South West London DA: Sou' Wester Archive
Profile of Jack and Valerie Parham

Profile: Jack and Valerie Parham - (Jul/Aug 2004)

Jack and Valerie Parham have given service to the DA for over forty years. We have long felt that this devotion deserves recognition so we have invited them to be the subjects of our profile for this issue. Jack's 'masterpiece' as he proudly describes it to me, follows.

As I (Jack) have been cycling for a long time, I am often asked how cycling today compares with cycling in the golden years of the 1950s. Although the volume of traffic was far less then, it certainly wasn't cleaner! Any cyclist who has travelled up a hill behind a lorry belching forth diesel fumes will know what I mean. Cycles have also become far lighter and easier to ride over the years. The first cycle I bought in the early fifties was a BSA roadster. It weighed a ton. I did manage to ride to Brighton on it - in those days the aim of every keen young cyclist was to ride to Brighton.

My other heroic feat was to ride without a break from Plymouth to London. I had run out of money and the only food I could afford was a 3lb bag of sugar. In case you think I am completely mad I would point out that I didn't do this ride on that heavy BSA roadster! There have been other changes of course. The cafés that catered almost exclusively for cyclists, such as 'Sunny Banks' and 'The Big Tea Pot', have now been replaced by 'Happy Eaters', Garden Centre and Supermarket cafés. Road surfaces, especially on minor roads, have deteriorated alarmingly as a result of the growth of motor traffic and lack of maintenance. Obviously, a great deal of money needs to be spent on them.
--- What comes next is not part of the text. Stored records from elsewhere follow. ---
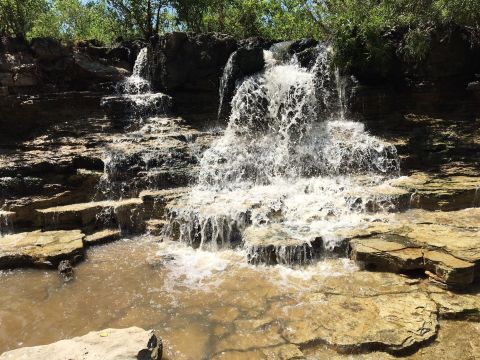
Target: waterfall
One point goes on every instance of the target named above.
(126, 156)
(136, 84)
(289, 157)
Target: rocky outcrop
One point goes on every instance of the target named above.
(188, 67)
(40, 248)
(44, 81)
(109, 344)
(446, 246)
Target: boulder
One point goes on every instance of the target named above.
(110, 344)
(243, 62)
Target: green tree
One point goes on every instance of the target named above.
(18, 16)
(72, 20)
(144, 17)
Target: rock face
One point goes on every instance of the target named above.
(188, 67)
(110, 344)
(37, 79)
(40, 248)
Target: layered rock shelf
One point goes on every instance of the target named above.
(109, 344)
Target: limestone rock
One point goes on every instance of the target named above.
(93, 70)
(272, 245)
(40, 248)
(445, 193)
(155, 226)
(457, 305)
(384, 255)
(143, 104)
(87, 214)
(110, 344)
(65, 270)
(445, 244)
(102, 237)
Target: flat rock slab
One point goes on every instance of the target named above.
(386, 255)
(87, 214)
(102, 237)
(40, 248)
(445, 193)
(110, 344)
(446, 245)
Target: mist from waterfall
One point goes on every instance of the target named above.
(289, 157)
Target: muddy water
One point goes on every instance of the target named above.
(201, 303)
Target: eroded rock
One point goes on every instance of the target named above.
(444, 244)
(38, 248)
(110, 344)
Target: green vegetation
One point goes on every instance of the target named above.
(365, 33)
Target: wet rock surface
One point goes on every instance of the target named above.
(40, 248)
(115, 344)
(80, 171)
(445, 244)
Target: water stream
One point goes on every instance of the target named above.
(289, 165)
(289, 169)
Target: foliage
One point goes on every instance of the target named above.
(367, 34)
(71, 20)
(18, 16)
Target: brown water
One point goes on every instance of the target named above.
(200, 303)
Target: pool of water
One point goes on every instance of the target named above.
(201, 303)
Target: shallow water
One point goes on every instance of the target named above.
(199, 302)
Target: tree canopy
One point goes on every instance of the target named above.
(362, 31)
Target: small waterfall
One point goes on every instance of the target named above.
(135, 96)
(136, 84)
(6, 223)
(289, 157)
(126, 156)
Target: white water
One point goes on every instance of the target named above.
(288, 157)
(127, 153)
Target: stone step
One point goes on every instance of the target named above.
(446, 193)
(393, 256)
(445, 244)
(102, 237)
(127, 214)
(146, 104)
(272, 244)
(108, 344)
(38, 248)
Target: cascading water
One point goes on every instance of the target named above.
(126, 156)
(288, 160)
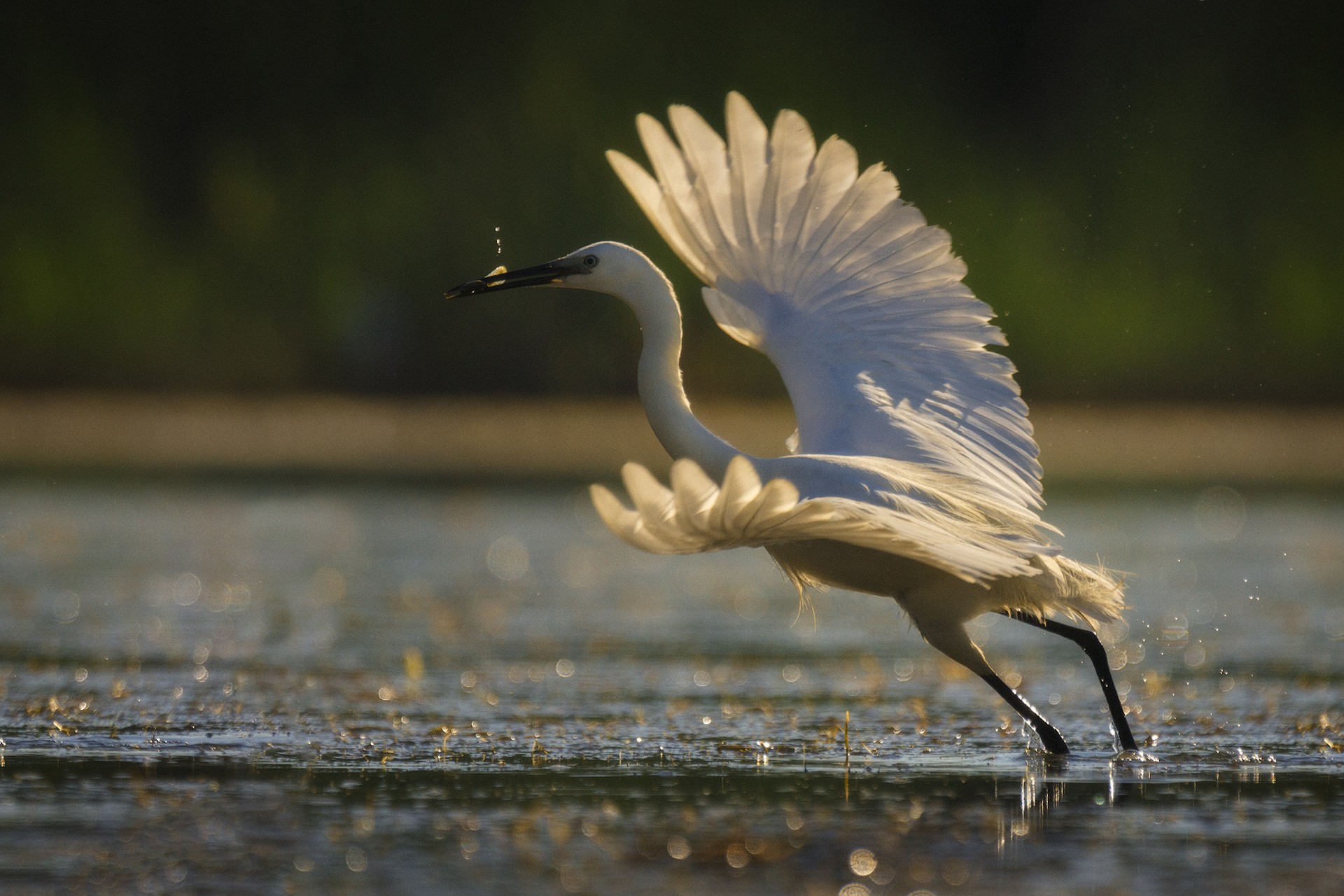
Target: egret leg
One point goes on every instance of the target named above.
(1092, 647)
(1050, 736)
(951, 637)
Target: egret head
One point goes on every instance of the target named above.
(603, 267)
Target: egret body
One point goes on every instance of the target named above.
(913, 473)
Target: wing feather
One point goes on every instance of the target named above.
(857, 300)
(698, 514)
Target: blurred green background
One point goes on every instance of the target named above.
(273, 197)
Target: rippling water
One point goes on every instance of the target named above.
(277, 687)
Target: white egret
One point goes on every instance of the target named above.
(913, 472)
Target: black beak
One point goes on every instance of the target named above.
(538, 276)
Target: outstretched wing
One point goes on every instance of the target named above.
(844, 286)
(698, 514)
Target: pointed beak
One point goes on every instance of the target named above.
(499, 280)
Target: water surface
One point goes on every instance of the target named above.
(316, 687)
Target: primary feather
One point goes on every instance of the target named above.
(844, 286)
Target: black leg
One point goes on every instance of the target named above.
(1050, 736)
(1097, 653)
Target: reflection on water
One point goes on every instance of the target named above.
(323, 688)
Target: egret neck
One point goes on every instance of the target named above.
(628, 274)
(666, 405)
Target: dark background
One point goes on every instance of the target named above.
(273, 197)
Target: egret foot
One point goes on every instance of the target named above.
(1050, 736)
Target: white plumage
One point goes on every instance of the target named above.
(914, 470)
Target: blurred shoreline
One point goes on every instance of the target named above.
(592, 438)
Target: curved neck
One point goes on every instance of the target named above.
(660, 378)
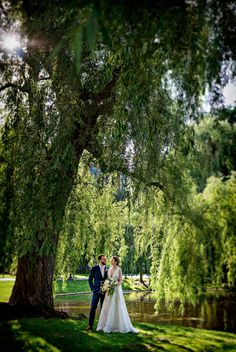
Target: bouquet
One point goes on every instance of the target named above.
(109, 286)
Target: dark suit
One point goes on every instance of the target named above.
(95, 281)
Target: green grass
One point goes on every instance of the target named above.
(5, 290)
(38, 334)
(65, 287)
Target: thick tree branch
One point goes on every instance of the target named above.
(12, 85)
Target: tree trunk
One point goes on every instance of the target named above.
(33, 289)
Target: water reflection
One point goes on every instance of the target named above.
(217, 311)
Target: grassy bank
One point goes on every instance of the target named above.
(38, 334)
(61, 286)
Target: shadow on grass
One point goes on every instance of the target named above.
(40, 334)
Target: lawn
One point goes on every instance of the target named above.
(39, 334)
(61, 286)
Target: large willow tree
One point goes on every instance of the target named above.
(118, 79)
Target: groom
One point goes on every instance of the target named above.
(97, 276)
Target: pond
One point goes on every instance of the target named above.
(217, 311)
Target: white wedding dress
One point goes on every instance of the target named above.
(114, 316)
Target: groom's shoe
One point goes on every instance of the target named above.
(89, 328)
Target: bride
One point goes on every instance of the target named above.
(114, 316)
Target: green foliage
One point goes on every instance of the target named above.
(199, 245)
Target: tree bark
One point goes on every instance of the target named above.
(33, 289)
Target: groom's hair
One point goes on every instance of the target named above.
(100, 256)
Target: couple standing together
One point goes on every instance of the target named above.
(113, 316)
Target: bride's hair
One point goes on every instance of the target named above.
(117, 259)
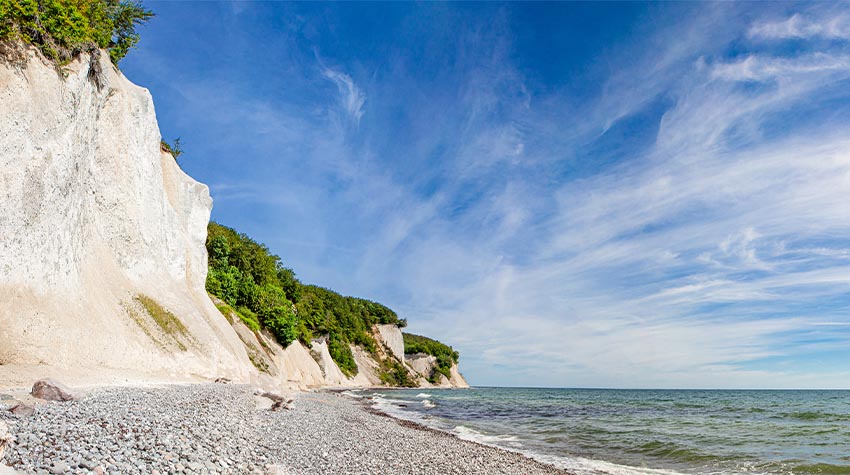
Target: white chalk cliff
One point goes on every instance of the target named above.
(96, 220)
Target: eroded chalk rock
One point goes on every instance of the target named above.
(51, 390)
(22, 410)
(5, 438)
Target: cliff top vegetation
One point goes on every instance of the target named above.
(265, 293)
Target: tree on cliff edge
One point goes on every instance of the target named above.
(62, 29)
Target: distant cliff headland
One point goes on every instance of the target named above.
(111, 270)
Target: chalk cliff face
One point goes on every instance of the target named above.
(94, 216)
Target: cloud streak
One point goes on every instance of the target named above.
(351, 97)
(679, 217)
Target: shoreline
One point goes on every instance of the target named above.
(223, 429)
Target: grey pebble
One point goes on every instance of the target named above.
(216, 428)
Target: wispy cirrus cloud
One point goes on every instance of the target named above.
(351, 97)
(799, 26)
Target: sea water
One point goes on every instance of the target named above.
(599, 431)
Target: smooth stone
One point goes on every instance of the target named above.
(52, 390)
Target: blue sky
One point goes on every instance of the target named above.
(570, 194)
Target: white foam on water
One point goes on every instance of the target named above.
(465, 433)
(583, 466)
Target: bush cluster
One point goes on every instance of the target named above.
(62, 29)
(446, 356)
(265, 293)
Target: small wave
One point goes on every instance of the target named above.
(596, 467)
(815, 416)
(823, 468)
(674, 451)
(473, 435)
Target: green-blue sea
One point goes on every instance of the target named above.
(598, 431)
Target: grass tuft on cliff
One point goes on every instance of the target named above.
(62, 29)
(446, 356)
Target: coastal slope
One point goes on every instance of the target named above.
(103, 259)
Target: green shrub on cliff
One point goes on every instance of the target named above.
(247, 276)
(62, 29)
(446, 356)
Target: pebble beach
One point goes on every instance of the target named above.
(223, 429)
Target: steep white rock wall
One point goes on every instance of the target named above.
(424, 365)
(391, 336)
(92, 213)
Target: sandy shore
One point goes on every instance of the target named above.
(220, 428)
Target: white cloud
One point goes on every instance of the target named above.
(351, 96)
(798, 26)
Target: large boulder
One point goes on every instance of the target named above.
(22, 410)
(51, 390)
(5, 438)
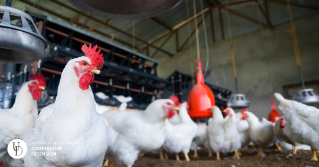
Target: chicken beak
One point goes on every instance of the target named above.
(42, 87)
(95, 71)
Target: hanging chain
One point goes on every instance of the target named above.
(190, 46)
(197, 39)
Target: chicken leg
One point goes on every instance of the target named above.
(165, 155)
(161, 155)
(106, 163)
(210, 153)
(236, 155)
(111, 164)
(260, 151)
(186, 157)
(314, 155)
(294, 149)
(217, 155)
(195, 153)
(177, 157)
(278, 147)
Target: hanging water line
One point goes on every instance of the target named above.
(190, 47)
(232, 48)
(292, 32)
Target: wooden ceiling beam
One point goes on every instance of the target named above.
(67, 19)
(160, 23)
(163, 44)
(107, 24)
(243, 16)
(295, 4)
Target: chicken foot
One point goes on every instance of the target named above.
(217, 155)
(314, 155)
(278, 147)
(236, 154)
(195, 153)
(177, 157)
(111, 164)
(186, 157)
(165, 155)
(260, 151)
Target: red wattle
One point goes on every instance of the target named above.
(86, 80)
(274, 115)
(170, 114)
(35, 91)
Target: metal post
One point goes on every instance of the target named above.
(301, 77)
(8, 3)
(236, 85)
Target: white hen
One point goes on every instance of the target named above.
(72, 122)
(179, 137)
(144, 130)
(222, 133)
(301, 123)
(19, 119)
(261, 133)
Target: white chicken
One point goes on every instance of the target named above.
(222, 133)
(301, 123)
(19, 119)
(72, 122)
(242, 128)
(145, 130)
(179, 137)
(278, 131)
(261, 133)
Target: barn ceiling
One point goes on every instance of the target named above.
(169, 33)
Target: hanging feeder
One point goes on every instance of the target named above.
(201, 98)
(274, 115)
(306, 96)
(20, 40)
(238, 101)
(124, 9)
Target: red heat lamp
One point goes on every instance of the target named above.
(201, 99)
(274, 115)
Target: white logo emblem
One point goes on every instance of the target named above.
(17, 149)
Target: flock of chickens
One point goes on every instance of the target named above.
(121, 136)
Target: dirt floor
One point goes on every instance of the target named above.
(248, 159)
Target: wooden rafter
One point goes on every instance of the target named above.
(163, 44)
(183, 23)
(212, 26)
(295, 4)
(74, 19)
(265, 15)
(192, 33)
(243, 16)
(84, 24)
(109, 25)
(67, 19)
(161, 23)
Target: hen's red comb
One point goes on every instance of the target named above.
(39, 77)
(244, 110)
(175, 99)
(97, 59)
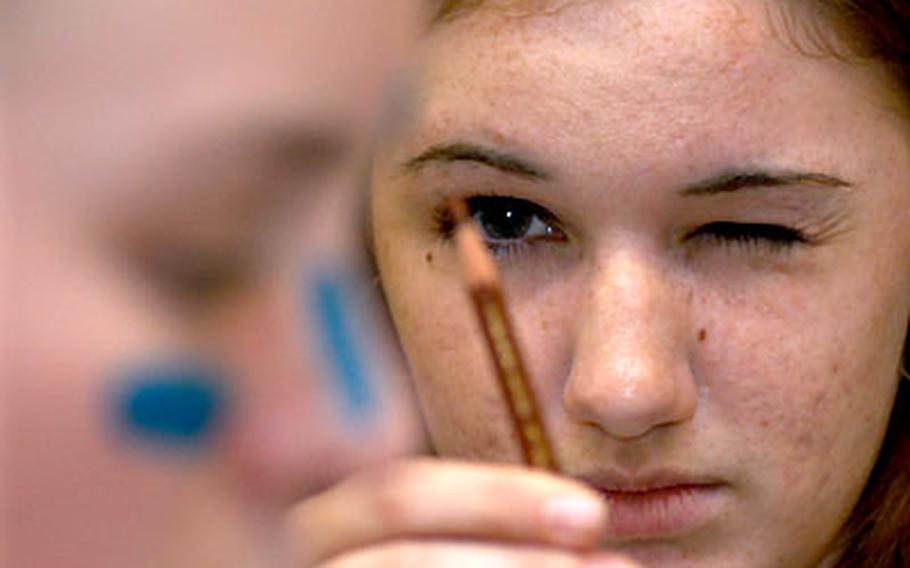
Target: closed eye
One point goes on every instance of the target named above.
(767, 236)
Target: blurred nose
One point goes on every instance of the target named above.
(289, 435)
(631, 371)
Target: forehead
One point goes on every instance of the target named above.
(96, 83)
(637, 79)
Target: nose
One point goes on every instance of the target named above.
(631, 371)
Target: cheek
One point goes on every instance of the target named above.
(800, 384)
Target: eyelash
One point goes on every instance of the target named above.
(745, 237)
(752, 237)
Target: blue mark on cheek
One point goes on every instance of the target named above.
(176, 404)
(330, 302)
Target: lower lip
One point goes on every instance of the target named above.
(663, 512)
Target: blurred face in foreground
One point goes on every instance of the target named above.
(190, 349)
(703, 234)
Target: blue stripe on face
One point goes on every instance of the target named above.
(173, 403)
(330, 303)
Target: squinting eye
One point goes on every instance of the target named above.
(773, 238)
(507, 221)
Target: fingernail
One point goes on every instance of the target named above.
(574, 520)
(170, 403)
(608, 562)
(340, 336)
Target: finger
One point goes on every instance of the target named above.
(442, 554)
(444, 499)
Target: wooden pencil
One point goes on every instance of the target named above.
(482, 281)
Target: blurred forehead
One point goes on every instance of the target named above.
(106, 80)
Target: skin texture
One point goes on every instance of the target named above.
(656, 344)
(203, 129)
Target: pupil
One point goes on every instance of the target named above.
(503, 220)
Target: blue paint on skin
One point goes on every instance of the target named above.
(171, 403)
(329, 301)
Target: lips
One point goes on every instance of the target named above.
(658, 506)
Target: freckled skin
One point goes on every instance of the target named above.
(624, 104)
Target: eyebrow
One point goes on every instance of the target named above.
(475, 153)
(733, 181)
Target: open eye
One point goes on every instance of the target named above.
(509, 221)
(764, 236)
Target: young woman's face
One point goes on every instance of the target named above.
(703, 237)
(183, 185)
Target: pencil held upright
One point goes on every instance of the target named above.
(482, 280)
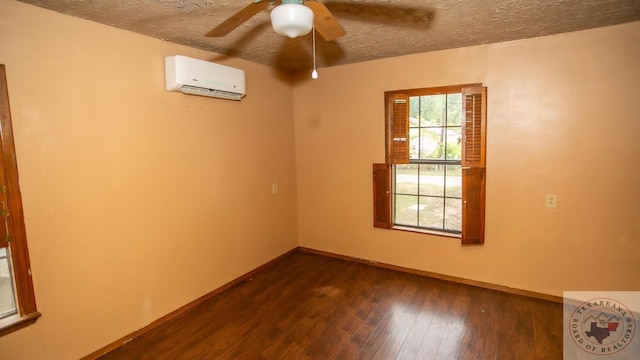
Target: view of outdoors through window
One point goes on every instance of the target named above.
(7, 301)
(428, 190)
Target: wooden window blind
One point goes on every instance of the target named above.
(382, 195)
(397, 129)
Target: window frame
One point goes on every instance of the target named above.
(27, 312)
(473, 164)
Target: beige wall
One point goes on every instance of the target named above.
(137, 201)
(562, 119)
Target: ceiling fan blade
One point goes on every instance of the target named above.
(325, 23)
(238, 18)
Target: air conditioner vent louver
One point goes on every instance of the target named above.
(198, 77)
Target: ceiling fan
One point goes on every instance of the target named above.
(290, 18)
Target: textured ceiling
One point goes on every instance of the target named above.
(375, 29)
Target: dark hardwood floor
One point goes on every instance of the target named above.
(308, 306)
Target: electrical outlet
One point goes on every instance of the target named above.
(550, 201)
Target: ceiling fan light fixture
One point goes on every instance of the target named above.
(292, 20)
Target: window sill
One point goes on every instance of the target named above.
(427, 231)
(17, 322)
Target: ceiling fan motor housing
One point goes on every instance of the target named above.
(292, 19)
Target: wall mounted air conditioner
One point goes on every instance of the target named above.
(199, 77)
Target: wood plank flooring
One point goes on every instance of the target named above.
(308, 306)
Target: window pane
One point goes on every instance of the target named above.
(432, 180)
(453, 181)
(432, 109)
(406, 179)
(7, 300)
(406, 210)
(454, 143)
(453, 214)
(454, 109)
(415, 143)
(431, 212)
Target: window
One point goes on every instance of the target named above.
(17, 299)
(433, 178)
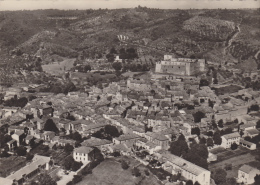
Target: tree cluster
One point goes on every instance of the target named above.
(71, 164)
(14, 102)
(108, 132)
(198, 116)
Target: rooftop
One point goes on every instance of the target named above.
(83, 149)
(246, 168)
(232, 135)
(186, 165)
(37, 160)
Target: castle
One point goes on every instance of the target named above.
(180, 66)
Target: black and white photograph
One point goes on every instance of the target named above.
(129, 92)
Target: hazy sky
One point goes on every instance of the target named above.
(85, 4)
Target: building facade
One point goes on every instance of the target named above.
(180, 66)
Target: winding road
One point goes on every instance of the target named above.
(231, 39)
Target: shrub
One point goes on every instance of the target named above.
(76, 179)
(124, 165)
(136, 172)
(234, 146)
(70, 183)
(147, 173)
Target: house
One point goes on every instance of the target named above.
(96, 142)
(28, 139)
(11, 144)
(229, 139)
(158, 139)
(19, 137)
(83, 154)
(92, 128)
(48, 135)
(127, 138)
(248, 126)
(175, 165)
(251, 133)
(6, 181)
(8, 111)
(247, 144)
(246, 174)
(38, 164)
(123, 149)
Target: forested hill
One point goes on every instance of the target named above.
(218, 35)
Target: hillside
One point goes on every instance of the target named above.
(217, 35)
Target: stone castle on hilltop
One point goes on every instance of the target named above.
(180, 66)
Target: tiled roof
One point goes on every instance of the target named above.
(127, 137)
(232, 135)
(246, 168)
(186, 165)
(83, 149)
(95, 142)
(252, 131)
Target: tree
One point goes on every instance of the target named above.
(196, 131)
(198, 116)
(210, 142)
(219, 176)
(76, 136)
(136, 172)
(241, 133)
(234, 146)
(4, 154)
(204, 82)
(87, 68)
(215, 81)
(257, 179)
(76, 179)
(220, 123)
(124, 165)
(45, 179)
(76, 165)
(21, 151)
(217, 139)
(179, 147)
(117, 66)
(29, 156)
(50, 126)
(68, 148)
(228, 167)
(112, 131)
(254, 108)
(258, 124)
(203, 140)
(211, 103)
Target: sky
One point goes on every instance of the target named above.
(113, 4)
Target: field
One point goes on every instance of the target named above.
(10, 164)
(227, 89)
(236, 158)
(58, 68)
(111, 172)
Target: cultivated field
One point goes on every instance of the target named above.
(111, 172)
(236, 158)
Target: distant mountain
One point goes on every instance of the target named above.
(212, 34)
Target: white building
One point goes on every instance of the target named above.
(229, 139)
(246, 174)
(83, 154)
(175, 165)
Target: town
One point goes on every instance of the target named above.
(164, 126)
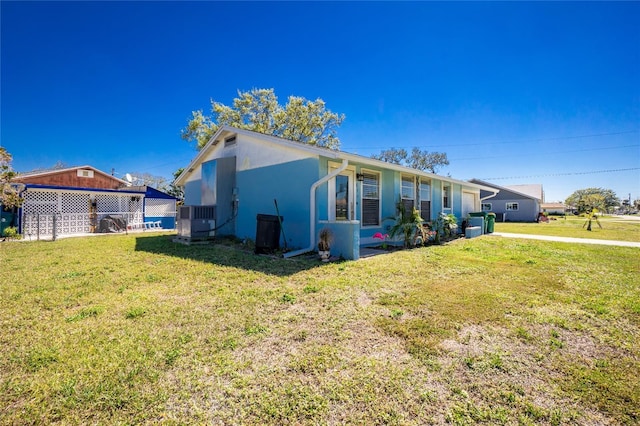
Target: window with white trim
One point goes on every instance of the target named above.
(424, 192)
(446, 196)
(370, 199)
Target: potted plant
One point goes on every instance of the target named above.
(409, 225)
(325, 238)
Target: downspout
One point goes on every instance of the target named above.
(312, 210)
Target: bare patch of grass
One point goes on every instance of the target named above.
(573, 226)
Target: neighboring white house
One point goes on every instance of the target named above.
(517, 203)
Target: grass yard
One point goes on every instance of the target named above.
(135, 329)
(613, 228)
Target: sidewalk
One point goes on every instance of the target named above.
(568, 239)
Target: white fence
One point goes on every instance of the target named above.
(48, 214)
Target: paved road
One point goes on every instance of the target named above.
(568, 239)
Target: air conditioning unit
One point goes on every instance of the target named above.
(196, 222)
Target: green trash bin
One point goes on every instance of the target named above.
(491, 221)
(483, 215)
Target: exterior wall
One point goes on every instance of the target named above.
(264, 172)
(70, 178)
(288, 183)
(528, 208)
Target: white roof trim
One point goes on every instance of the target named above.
(319, 151)
(504, 188)
(67, 169)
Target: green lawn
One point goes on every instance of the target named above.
(136, 329)
(610, 228)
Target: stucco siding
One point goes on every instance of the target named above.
(289, 184)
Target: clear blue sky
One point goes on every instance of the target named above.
(513, 92)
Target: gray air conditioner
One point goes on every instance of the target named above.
(196, 222)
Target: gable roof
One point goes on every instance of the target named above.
(225, 131)
(505, 189)
(39, 173)
(532, 189)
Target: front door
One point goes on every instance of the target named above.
(341, 196)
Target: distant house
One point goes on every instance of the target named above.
(241, 173)
(554, 208)
(75, 200)
(518, 203)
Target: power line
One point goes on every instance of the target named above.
(559, 138)
(564, 174)
(547, 153)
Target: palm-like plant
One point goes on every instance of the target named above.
(407, 225)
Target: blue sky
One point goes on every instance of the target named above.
(513, 92)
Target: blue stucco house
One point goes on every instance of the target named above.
(242, 172)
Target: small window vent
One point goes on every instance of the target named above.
(85, 173)
(230, 141)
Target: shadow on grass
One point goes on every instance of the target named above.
(226, 253)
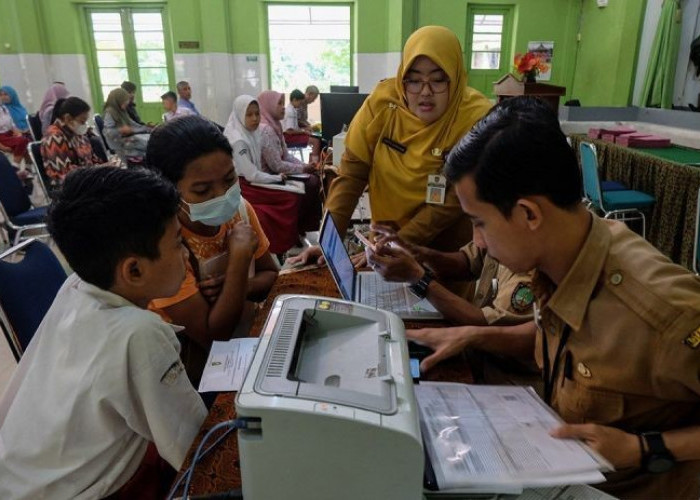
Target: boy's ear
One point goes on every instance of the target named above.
(531, 212)
(130, 271)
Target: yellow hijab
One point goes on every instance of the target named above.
(398, 180)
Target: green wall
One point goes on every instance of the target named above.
(598, 70)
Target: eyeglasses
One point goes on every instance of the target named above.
(417, 86)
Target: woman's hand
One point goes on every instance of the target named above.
(210, 288)
(125, 130)
(243, 237)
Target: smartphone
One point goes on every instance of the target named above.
(364, 240)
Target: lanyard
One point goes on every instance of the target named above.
(550, 377)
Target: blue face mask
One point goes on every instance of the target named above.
(216, 211)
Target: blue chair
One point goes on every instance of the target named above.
(696, 250)
(624, 205)
(16, 209)
(27, 290)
I was introduced to cycling in my early 20s by a friend I had known at school. We cycled together on Sundays and did several European tours. In those days only the very rich could afford to travel by air - the majority of holiday makers were compelled to travel by train. On one holiday we travelled overnight to Paris on a train that had hard wooden slatted seats, lights that didn't work, and thick black smoke that leaked through the windows. It was like something from an Agatha Christie mystery novel.

We eventually decided to join the Mitcham and Tooting CTC Section. I was later to be the Secretary of this Section which became known as the 'Mitoots' (the Section disbanded in 1986). In 1961 I married Valerie who at that time, had no idea what she was letting herself in for. We were eventually persuaded to help in the production and distribution of the runs list for the DA. It was produced on a duplicator that consisted of a stencil which required considerable skill to type, an inked roller which was very messy and a handle which had to be operated individually for each sheet of paper. Valerie was told that somebody would soon take over this arduous job, but some 40 years later there is still no sign of that person.

Whilst the work has reduced nowadays to the co-ordinating and typing of the Rides List, it is still a big job for Valerie. I was later persuaded to edit the Sou'wester. In those days the Sou'wester was a more substantial magazine and with Valerie's help was produced on that same duplicating machine. It subsequently grew to become a major print production job involving the work of a team of three toiling together over three evenings. That team included at varying times, Gerald Burt, members of the Coker family, Gerry Carlo and Colin and Shirley Quemby.

I imagined that once my editorship finished, I would be a free man. But no, I never learn. I volunteered to take on the role of Social Secretary and I still hold that position on the DA Committee. Today the role involves the organisation of the Annual Barn Dance but continues to entail a lot of administrative work to book the Hall, the Band and the Caterers, the printing and distribution of tickets and getting in some attractive prizes for the Raffle. On the night there is a lot of work setting up the tables and organising the programme of activities.

I retired from work some ten years ago. I worked at a shipbrokers and prior to that a variety of jobs including laundry management, selling canned food and market gardening. I think I was lucky because, in my younger days after the War there was a labour shortage and you could afford to chance your arm and not worry too much about the future.

As for my cycling, I still enjoy it as much as ever, riding on my Dawes Galaxy which I purchased in 1974 and is still doing good service. Obviously you slow down as you get older, but I think this isn't always a disadvantage. I love meandering along the Thames towpath to relax and enjoy the peace and tranquillity. I am constantly amazed at the number of cyclists who hurtle past with a look of grim determination on their faces. Surely you ride a towpath to relax - speed doesn't really matter does it?

I ride with my 'ex-Mitoot' friends Ralph Gommon, Ken Clark and Graham Godfrey on a Thursday (weather permitting). Valerie and I are heavily involved with the local branch of the RSPCA and are members of a local wine circle. We also belong to a jazz club in Carshalton. But the cycling continues to be an especially important part of my life. I may have retired from work but I do not intend to retire from my cycling because I still enjoy it so much.